Tuesday, August 19, 2014

Instead Of A Mirror: Anne Tyler’s Twinform


I learnt about Twinforms in Anne Tyler’s  novel A Patchwork Planet.  Barnaby, the protagonist, finds  an old  Twinform ---a wooden cut-out model with custom -painted face - so a lady could plan an outfit without having to get undressed,  in the attic of one of his elderly clients. It belonged to her mother.
From the description the Twinform seemed so real that I had to check it on Google, but was not able to find any information about it. 
Still regardless of its physical existence the idea of having a twin, or at least someone who looks like me so I could really see myself from the outside, is inspiring,
I have always suspected that mirrors were not enough, but Mikhail Bakhtin conveys the full complexity of the issue.
Mikhail Bakhtin, "Man in Front of a Looking Glass"
"[Those] falsehoods and lies that inevitably reveal themselves in one's relations with oneself. An external image of thought, an external image of the soul.
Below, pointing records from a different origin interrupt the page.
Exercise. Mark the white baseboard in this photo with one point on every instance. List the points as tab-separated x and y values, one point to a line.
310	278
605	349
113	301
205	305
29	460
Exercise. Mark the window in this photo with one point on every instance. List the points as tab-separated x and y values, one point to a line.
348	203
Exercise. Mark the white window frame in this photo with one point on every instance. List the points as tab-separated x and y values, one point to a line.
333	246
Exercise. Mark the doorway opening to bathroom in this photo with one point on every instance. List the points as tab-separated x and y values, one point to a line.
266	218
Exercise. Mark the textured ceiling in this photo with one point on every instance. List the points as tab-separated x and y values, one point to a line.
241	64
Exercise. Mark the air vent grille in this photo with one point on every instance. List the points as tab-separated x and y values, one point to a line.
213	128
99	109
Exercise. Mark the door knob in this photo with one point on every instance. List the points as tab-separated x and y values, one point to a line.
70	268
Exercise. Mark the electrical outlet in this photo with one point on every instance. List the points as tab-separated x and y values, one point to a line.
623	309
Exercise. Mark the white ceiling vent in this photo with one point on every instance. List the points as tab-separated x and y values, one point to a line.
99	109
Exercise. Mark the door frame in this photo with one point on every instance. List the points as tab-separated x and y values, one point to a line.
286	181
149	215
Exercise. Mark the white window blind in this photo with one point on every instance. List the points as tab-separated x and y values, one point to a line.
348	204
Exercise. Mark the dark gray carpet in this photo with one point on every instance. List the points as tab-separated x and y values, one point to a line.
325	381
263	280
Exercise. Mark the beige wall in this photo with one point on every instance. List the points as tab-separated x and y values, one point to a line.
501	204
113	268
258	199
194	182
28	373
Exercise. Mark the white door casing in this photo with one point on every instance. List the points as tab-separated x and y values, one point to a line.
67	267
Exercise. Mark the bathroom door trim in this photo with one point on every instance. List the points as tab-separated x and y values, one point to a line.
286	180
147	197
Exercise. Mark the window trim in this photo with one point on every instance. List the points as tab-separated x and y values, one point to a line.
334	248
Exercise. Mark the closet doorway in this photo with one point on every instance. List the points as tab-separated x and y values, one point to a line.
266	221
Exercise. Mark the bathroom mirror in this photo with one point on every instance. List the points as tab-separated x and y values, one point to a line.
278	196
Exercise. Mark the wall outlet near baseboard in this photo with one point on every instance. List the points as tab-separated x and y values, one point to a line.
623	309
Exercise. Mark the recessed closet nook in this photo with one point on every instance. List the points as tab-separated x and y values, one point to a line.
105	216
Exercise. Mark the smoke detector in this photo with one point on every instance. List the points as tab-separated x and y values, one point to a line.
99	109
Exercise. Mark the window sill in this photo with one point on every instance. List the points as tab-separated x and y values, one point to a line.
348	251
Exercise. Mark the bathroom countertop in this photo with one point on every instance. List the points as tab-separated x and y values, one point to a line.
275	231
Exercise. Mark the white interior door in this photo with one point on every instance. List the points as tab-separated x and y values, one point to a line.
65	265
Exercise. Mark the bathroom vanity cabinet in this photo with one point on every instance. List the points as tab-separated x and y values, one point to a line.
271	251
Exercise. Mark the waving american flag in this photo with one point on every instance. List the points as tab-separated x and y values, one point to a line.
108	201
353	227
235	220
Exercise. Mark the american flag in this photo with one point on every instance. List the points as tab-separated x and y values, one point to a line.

It is not myself looking at the world with my eyes from inside myself, but myself looking at myself through the eyes of the world, through somebody else's eyes; I am possessed by the Other. In this, there is no naïve wholeness between the inner and the outer. [In front of a looking glass, I am t]aking a peep at myself in my own absence. The naivety of [believing in] the fusion between the self and the other in a mirror image. An excess of the Other. I have no point from which to contemplate myself from the outside, I have no way to approach my own internal self-image. There are somebody else's eyes gazing at me from my eyes."
In this beautiful and short passage Bakhtin confirms that I would never be able to look at myself from the outside.
Yet, the concept of a Twinform is comforting, it could enable me, at least, to see my outward appearance in a detached way. I could observe whether the blue skirt goes well with a yellow blouse.  
Seeing a favorite piece of clothing on someone else, even a Twinform, would allow me a different point of view , devoid of emotions.  Besides, it is a great way to prepare combinations of outfits for a journey, or for the week ahead. 
Since it is only a model, the delightful Twinform does not allow for changes in size throughout the years.Thus, just like mannequins in the store window, who normally look nothing like the real customers of that store, eventually could become irrelevant.
In the world of the novel  the Twinform, which was invented by the protagonist’s paternal great great-father, is a literary device, and it has significance in terms of the plot of the character. For example, when it appears for the first time Tyler uses it to introduce the protagonist’s history and to present him as the black sheep of the family.

But as a reader I kept thinking that, in the absence of my mother who could tell me honestly how I looked, I wish I had a Twinform.